After many days his strength returned. Going forth to feed in the pastures he found another bull had usurped his place as leader of the herd. After a battle lasting for hours he regained his supremacy.
[pg 350] Chalginna’s mahouts, wishing to use the elephants to move some great stones to strengthen the wall came down to drive the herd to the city. Gisco would not let one of them approach him, but followed after the submissive herd, trumpeting his resentment.
Instinctively he shunned the prison of Erigalla until he sensed his master was within, then pressing his head against the great front stone, backed by his seven tons of bulk he shoved upon it but could not shake or budge it as the stones were set in cement mortar and riveted with bars of iron. Then he passed his trunk into one of the apertures; and the captive reached out his arm and stroked the end of it with his hand.
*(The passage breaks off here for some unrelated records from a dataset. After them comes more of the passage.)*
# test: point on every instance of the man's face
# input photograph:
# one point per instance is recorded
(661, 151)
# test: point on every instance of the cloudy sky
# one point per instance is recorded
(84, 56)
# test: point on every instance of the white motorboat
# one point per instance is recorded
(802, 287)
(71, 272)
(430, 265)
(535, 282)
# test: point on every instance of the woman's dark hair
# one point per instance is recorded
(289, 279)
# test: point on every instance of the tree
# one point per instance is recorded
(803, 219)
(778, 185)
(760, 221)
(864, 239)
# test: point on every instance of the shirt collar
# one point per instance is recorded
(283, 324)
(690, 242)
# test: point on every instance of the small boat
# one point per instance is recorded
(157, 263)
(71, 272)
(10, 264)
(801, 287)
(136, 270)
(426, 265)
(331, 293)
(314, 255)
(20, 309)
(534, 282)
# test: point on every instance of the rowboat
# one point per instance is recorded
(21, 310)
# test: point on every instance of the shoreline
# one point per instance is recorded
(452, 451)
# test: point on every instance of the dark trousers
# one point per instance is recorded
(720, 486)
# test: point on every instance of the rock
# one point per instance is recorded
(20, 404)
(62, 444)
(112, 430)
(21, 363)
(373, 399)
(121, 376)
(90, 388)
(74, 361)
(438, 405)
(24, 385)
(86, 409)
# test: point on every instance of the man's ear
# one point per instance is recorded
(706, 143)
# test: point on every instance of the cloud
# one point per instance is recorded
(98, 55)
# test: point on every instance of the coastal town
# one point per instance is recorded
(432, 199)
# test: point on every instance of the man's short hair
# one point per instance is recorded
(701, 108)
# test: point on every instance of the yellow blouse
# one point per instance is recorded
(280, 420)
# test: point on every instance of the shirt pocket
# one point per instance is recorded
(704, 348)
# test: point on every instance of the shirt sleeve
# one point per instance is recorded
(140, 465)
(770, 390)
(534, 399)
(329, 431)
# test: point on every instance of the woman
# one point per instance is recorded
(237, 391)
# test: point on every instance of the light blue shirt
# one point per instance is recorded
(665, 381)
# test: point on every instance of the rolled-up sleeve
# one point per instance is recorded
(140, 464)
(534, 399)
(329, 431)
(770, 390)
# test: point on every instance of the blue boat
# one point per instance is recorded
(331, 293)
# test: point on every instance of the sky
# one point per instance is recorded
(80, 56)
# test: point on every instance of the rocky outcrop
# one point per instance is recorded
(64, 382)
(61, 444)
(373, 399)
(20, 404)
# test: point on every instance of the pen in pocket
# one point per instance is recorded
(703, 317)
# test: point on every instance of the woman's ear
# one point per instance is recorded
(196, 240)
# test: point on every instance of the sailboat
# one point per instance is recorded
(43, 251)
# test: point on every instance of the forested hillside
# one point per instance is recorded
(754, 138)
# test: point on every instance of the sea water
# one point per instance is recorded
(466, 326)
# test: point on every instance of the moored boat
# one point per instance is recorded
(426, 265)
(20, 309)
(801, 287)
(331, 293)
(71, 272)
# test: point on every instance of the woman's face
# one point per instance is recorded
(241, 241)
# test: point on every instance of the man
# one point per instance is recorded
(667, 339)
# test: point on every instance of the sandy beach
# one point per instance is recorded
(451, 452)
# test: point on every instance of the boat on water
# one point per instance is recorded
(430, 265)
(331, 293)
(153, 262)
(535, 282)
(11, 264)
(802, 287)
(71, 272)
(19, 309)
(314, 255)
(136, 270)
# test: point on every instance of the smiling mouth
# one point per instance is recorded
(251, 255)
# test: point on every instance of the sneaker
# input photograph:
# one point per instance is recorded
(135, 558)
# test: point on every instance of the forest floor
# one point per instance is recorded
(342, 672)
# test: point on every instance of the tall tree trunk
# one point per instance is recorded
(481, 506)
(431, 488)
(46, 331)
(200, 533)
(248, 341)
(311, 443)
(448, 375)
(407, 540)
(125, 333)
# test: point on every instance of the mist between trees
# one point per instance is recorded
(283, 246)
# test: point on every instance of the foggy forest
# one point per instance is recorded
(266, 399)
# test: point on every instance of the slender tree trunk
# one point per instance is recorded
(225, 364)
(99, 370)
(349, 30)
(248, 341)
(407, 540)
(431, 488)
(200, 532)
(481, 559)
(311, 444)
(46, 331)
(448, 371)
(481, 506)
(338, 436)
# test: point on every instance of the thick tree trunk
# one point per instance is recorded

A trooper passing on a camel jabbed the elephant in the flank with the point of his spear. He turned more quickly than seemed possible and killed both trooper and camel; then driven to madness by the scent of the nomad horde in possession of the city, or possibly to revenge his master, he charged through the gate, killing and destroying as he went, and for an hour was master of the city.
They set out poisoned fruit to tempt him but he would not eat. They sought to blind him with darts, but his small eyes were uninjured, though his head and great sides bristled with arrows.
At the order of Chalginna, a gang of workmen set a great stake deep in the earth, without the wall beside the road near the great gate and not more than fifty yards from King Erigalla’s prison; to this they fixed a few links of heavy chain.
The mahout who had driven him before the city had been sacked was forced by threats of death to bring him to the stake and fasten the chain upon his leg, a few inches [pg 351] above his five great toes; and Gisco too was a prisoner, and so near that when the king spoke his name he heard and answered.